In This Issue
“...Through sanitary and remedial action in the houses that we have; and then the building of more, strongly, beautifully, and in groups of limited extent, kept in proportion to their streams and walled round, so that there may be no festering and wretched suburb anywhere, but clean and busy streets within and the open country without, with a belt of beautiful garden and orchard round the walls, so that from any part of the city perfectly fresh air and grass and sight of far horizon might be reachable in a few minutes walk.”
That excerpt from an 1862 work by English writer and social critic John Ruskin portrays an urban environment beyond our reach in the cities of today. But Ruskin would have agreed that any effort to improve one’s community by encouraging nature with an eye toward art is a good thing for cities and the people who live in them. As an early champion of sustainable cities Ruskin would have applauded WPC’s 5,000 volunteer gardeners, who have planted, and faithfully tend, 170 community gardens in towns big and small across western Pennsylvania.

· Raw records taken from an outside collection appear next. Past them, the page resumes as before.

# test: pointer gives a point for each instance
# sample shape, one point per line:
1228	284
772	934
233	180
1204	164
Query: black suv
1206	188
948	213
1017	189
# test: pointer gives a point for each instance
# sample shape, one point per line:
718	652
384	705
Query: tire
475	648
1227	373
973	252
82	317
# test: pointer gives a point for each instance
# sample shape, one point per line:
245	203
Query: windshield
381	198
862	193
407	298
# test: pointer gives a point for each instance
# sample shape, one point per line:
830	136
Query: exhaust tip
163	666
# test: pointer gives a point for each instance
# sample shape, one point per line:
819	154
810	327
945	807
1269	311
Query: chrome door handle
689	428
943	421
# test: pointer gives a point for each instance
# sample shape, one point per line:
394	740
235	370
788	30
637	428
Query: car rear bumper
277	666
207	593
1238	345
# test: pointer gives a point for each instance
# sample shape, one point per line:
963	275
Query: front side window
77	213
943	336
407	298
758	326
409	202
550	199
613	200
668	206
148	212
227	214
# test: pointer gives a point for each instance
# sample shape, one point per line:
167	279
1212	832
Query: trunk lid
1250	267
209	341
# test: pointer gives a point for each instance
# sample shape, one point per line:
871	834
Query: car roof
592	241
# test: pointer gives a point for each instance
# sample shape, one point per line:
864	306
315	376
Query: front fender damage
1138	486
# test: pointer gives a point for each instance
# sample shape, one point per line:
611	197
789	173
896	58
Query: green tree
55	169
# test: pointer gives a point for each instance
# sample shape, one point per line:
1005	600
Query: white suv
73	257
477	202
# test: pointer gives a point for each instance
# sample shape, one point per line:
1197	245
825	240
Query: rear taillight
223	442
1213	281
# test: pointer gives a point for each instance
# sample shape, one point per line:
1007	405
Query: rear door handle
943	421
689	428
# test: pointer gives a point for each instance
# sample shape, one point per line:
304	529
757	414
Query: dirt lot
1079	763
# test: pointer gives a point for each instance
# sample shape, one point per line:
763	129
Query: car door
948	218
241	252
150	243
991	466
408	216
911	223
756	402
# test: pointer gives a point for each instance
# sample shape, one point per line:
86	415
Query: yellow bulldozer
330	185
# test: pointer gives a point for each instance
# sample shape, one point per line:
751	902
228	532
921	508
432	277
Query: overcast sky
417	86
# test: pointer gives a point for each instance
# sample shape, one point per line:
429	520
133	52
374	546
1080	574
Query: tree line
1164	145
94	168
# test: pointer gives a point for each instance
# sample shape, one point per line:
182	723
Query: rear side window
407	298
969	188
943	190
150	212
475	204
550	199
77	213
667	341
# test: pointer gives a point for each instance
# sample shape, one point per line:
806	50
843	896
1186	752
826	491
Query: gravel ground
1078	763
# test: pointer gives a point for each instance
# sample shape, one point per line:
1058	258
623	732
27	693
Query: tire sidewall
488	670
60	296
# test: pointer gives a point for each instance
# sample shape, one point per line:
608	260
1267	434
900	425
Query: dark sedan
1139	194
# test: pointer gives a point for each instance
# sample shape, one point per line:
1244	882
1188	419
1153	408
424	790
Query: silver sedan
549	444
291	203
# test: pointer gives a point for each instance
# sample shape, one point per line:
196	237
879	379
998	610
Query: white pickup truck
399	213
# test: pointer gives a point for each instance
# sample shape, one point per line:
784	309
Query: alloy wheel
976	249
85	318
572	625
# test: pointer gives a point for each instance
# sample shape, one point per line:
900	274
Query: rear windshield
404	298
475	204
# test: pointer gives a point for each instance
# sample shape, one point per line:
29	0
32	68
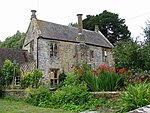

Those gardens, graced by nearly a half million flowers, are oases of greenery and birdsong within the bustle, and too often decay, of our urban landscapes. They are places that remind all who pass of the natural landscape that preceded cities and persists still, though threatened, across most of our region of three great rivers.
Yet, those gardens are even more. They are the seeds of a conservation ethic, to be passed down through the families and among the friends of our volunteers. Some of those volunteers have been gardening with us for over a decade. Their commitment is certain to spread through their example; it already has. As it spreads it fulfills another aspect of Western Pennsylvania Conservancy’s commitment to this region—outreach. This organization’s initiative within communities was the original seed of a volunteer mobilization that, we hope, will spark wide awareness that all real prosperity is rooted in healthy water and land.
In this issue of CONSERVE you will read about still more examples of WPC’s outreach to inspire a conservation ethic. In September, we’ll host Dr. Gary Alt of the Pennsylvania Game Commission at Wild in the Woods at Bear Run. Dr. Alt will present the message he’s spread among deer hunters in every corner of the state that deer can be too plentiful for the health of the land, and that hunters’ support for progressive deer management is good conservation.
One of our most successful outreach efforts has been the help provided to dozens of local groups and communities by WPC’s Watershed Assistance Center. In this issue we highlight the Center’s outreach to citizens in the Crooked Creek watershed in Armstrong County, who are completing a conservation plan to guide the care of their piece of western Pennsylvania.
Outreach is only part of the focus of CONSERVE this autumn. Within these pages is the story of a critical land acquisition adjoining South Park in Allegheny County and an account of the WPC-sponsored “Bioblitz” at the new Erie Bluffs State Park, acquired by WPC last December. There is also a timely appeal to continue your support for Growing Greener II, scheduled for consideration again by the Legislature this fall.
WPC is busy and engaged on many fronts. Some fronts, like land acquisition, are long-familiar facets of our mission. Others, like some of our outreach efforts, are a little newer but no less important. Be sure that WPC will continue to innovate, to teach and to help others in the cause of conservation. This place is worth it.